Name Type Description
__data_uuids list

List of unique identifiers of data records in the subset.

__service Service

Connected backend service

__my_annotation_list list

Local cache of the record and annotation view of the subset owned by service.annotator_id. with all possible metadata.

__init__(service, data_uuids=[], job_id=None)

Init function

Parameters:

Name Type Description Default
service Service

Service-class object identifying the connected backend service and corresponding data storage

required
data_uuids list

List of data uuid's to be included in the subset

[]

get_uuid_list()

Get list of unique identifiers for all records in the subset.

Returns:

Name Type Description
__data_uuids list

List of data uuids included in Subset

value(annotator_list: list = None)

Check for cached data and annotations of service owner, or retrieve for other annotators (not cached).

Parameters:

Name Type Description Default
annotator_list list

if None, retrieve cached own annotator. else, fetch live annotation from others.

None

Returns:

Name Type Description
subset_annotation_list list

See __get_annotation_list for description and example.

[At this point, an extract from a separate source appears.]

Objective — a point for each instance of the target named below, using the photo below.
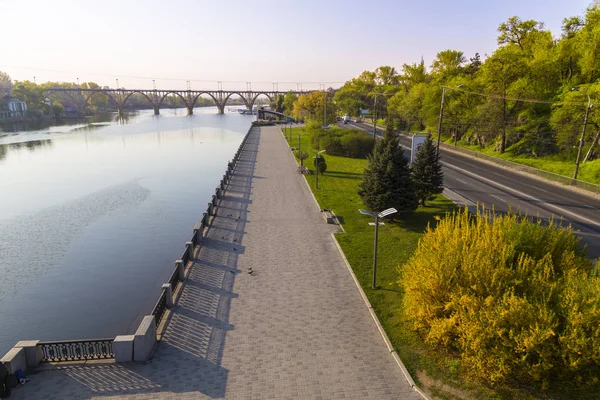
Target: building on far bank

get_annotation_by_uuid(uuid)

Return the annotation for a particular data record (specified by uuid)

Parameters:

Name Type Description Default
uuid str

the uuid for the data record specified by user

required

Returns:

Name Type Description
annotation dict

Annotation for specified data record if it exists else None

show(config={})

Visualize the current subset in an in-notebook annotation widget.

Development note: initializing an Annotation widget, creating unique reference to the associated subset and service.

Parameters:

Name Type Description Default
config dict

Configuration for default view of the widget.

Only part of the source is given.